Raag, a handwoven textile brand started in the 1970s in Ahmedabad, also provided inspiration. Kumra is a member of India’s craft council, and had tapped his network there to learn about Raag and swing some rare access to their archive. He found its contents “exquisite in a way that now feels almost unfashionable,” but took the magnetism of the spirit and brought it into this season.
It yielded a collection with too many crafty highlights to choose from: a leather-collared beige barn jacket, over whose surface crawled vines of floral embroidery that glittered pink in the light, and a fully hand-embroidered kantha tuxedo jacket in a light stone gray. The palette moved confidently through iridescent mango silk, earthy cottons, burgundy suede and indigo corduroy, styled by Kumra’s longtime collaborator Julie Ragolia.

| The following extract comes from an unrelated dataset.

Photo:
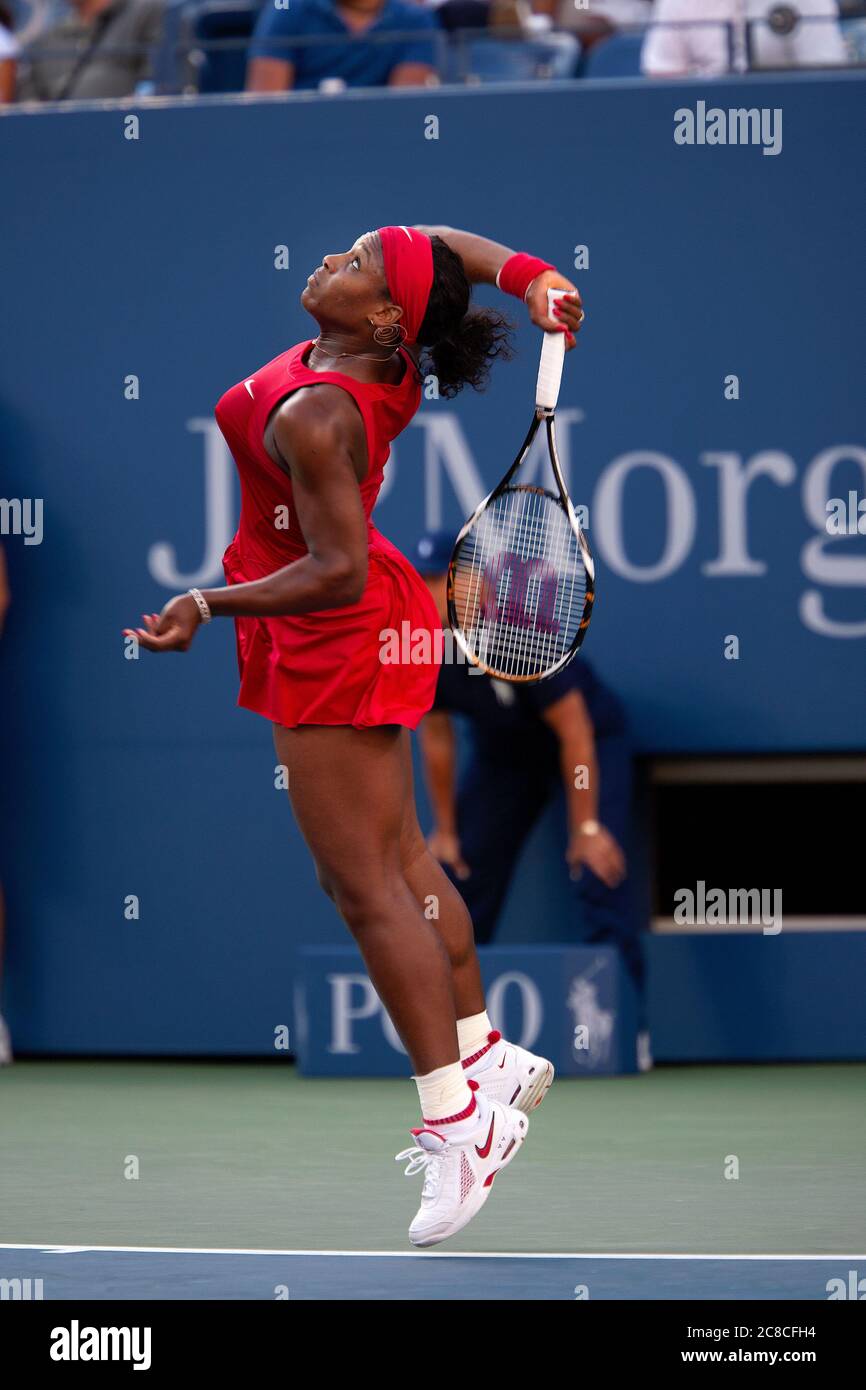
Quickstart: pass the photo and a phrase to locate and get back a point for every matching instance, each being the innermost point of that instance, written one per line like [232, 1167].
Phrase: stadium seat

What the resulting applause this afternoon confirmed was Kumra’s ability to take the flamboyance and detail of Indian craft and make it relevant. Though the techniques he uses are in some cases hundreds of years old, he is able to transform them into clothes that are right for the moment, and reposition India as a center for refreshing global fashion. That his designs happen to resonate with progressive politicians in New York and fashion editors in Paris is no doubt part of a much larger story that is yet to be written.